The DL models can automate identify video steps of strabismus surgery with high accuracy and Transformer-based algorithms show excellent performance when modeling spatiotemporal features of video frames.
学习斜视手术是眼科医生手术培训的重要环节。手术步骤的自动化分类策略可以提高培训课程的有效性,并有效评估住院医师的表现。为此,我们旨在开发和验证一种用于自动检测斜视手术视频中手术步骤的深度学习(DL)模型。
本研究从上海交通大学医学院附属上海儿童医学中心收集了 479 例斜视手术视频,时间范围为 2017 年 7 月至 2021 年 10 月。根据国际眼科理事会眼科手术能力评估量表(ICO-OSCAR:斜视),将视频手动剪辑为 8 个斜视手术步骤的 3345 个片段。视频数据集按眼水平随机分为训练集(60%)、验证集(20%)和测试集(20%)。我们评估了两种混合深度学习算法:基于递归神经网络(RNN)和基于 Transformer 的模型。评估指标包括:准确性、受试者工作特征曲线下面积、精度、召回率和 F1 分数。
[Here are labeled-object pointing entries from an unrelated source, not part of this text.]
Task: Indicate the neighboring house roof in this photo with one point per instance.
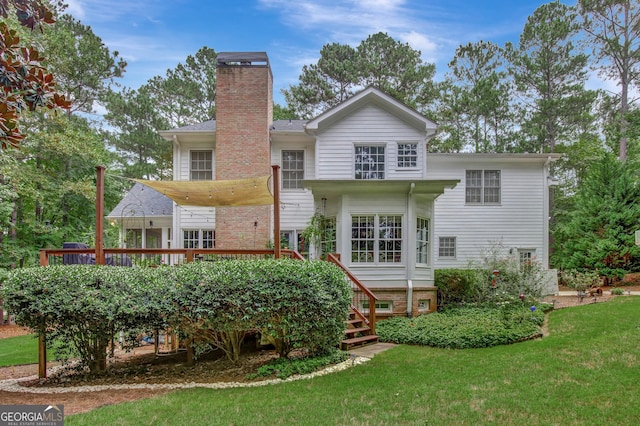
(368, 96)
(142, 201)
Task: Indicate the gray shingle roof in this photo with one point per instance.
(142, 201)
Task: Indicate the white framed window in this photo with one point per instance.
(201, 165)
(198, 238)
(482, 187)
(382, 307)
(407, 155)
(526, 258)
(422, 240)
(292, 169)
(369, 162)
(376, 239)
(447, 247)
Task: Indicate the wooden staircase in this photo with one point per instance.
(358, 333)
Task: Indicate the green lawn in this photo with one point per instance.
(18, 350)
(586, 372)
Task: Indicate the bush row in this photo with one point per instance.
(463, 328)
(293, 304)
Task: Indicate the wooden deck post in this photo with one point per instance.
(276, 211)
(99, 215)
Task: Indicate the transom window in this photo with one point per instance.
(376, 239)
(292, 169)
(198, 238)
(407, 155)
(447, 247)
(369, 162)
(201, 165)
(482, 187)
(422, 240)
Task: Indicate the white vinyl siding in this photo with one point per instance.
(369, 125)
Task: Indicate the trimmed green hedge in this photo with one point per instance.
(294, 304)
(463, 328)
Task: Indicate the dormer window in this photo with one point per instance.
(407, 155)
(369, 162)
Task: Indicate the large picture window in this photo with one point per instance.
(482, 187)
(292, 169)
(369, 162)
(201, 165)
(376, 239)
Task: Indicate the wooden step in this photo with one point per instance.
(358, 341)
(363, 330)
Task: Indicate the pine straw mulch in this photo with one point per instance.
(143, 366)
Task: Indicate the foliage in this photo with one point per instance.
(83, 306)
(581, 373)
(464, 328)
(283, 368)
(550, 75)
(611, 27)
(83, 65)
(294, 304)
(378, 61)
(18, 350)
(26, 83)
(598, 233)
(580, 280)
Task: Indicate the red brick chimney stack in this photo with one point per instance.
(244, 113)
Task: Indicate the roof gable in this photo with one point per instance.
(371, 95)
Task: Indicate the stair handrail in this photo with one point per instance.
(371, 321)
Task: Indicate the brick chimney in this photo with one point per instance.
(244, 113)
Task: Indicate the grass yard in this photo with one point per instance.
(18, 350)
(586, 371)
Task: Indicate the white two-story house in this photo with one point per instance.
(396, 211)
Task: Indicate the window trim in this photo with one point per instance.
(483, 187)
(417, 155)
(283, 170)
(384, 154)
(375, 253)
(455, 247)
(191, 161)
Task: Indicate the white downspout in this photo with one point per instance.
(410, 264)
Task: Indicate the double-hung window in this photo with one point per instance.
(422, 240)
(407, 155)
(292, 169)
(369, 162)
(376, 239)
(201, 165)
(198, 238)
(482, 187)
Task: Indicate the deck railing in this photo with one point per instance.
(154, 257)
(364, 301)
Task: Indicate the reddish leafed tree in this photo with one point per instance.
(24, 82)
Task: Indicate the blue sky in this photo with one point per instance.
(154, 35)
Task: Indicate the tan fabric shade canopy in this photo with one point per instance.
(212, 193)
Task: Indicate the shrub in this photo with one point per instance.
(82, 306)
(463, 328)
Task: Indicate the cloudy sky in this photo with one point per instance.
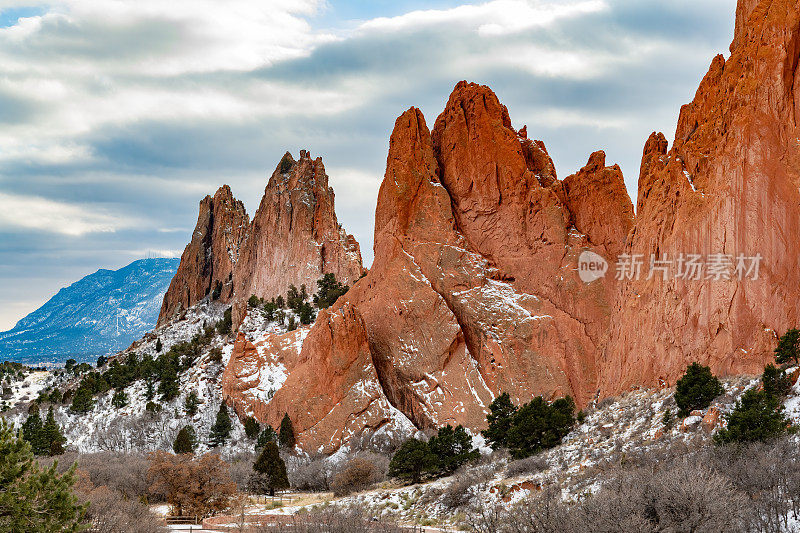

DL 模型识别斜视手术视频片段中的步骤,基于 Transformer 的模型的宏观平均 AUC 为 1.00(95%CI 1.00-1.00),基于 RNN 的模型为 0.98(95%CI 0.97-1.00)。基于 Transformer 的模型的准确率高于基于 RNN 的模型(0.96 比 0.83,p<0.001)。在检测斜视手术的不同步骤时,基于 Transformer 的模型的预测能力优于 RNN。基于 Transformer 的模型的精度范围为 0.90 到 1,基于 RNN 的模型的精度范围为 0.75 到 0.94。基于 Transformer 的模型的 f1 分数范围为 0.93 到 1,基于 RNN 的模型的 f1 分数范围为 0.78 到 0.92。
DL 模型可以自动识别斜视手术视频中的步骤,具有较高的准确性,基于 Transformer 的算法在对视频帧的时空特征进行建模时表现出优异的性能。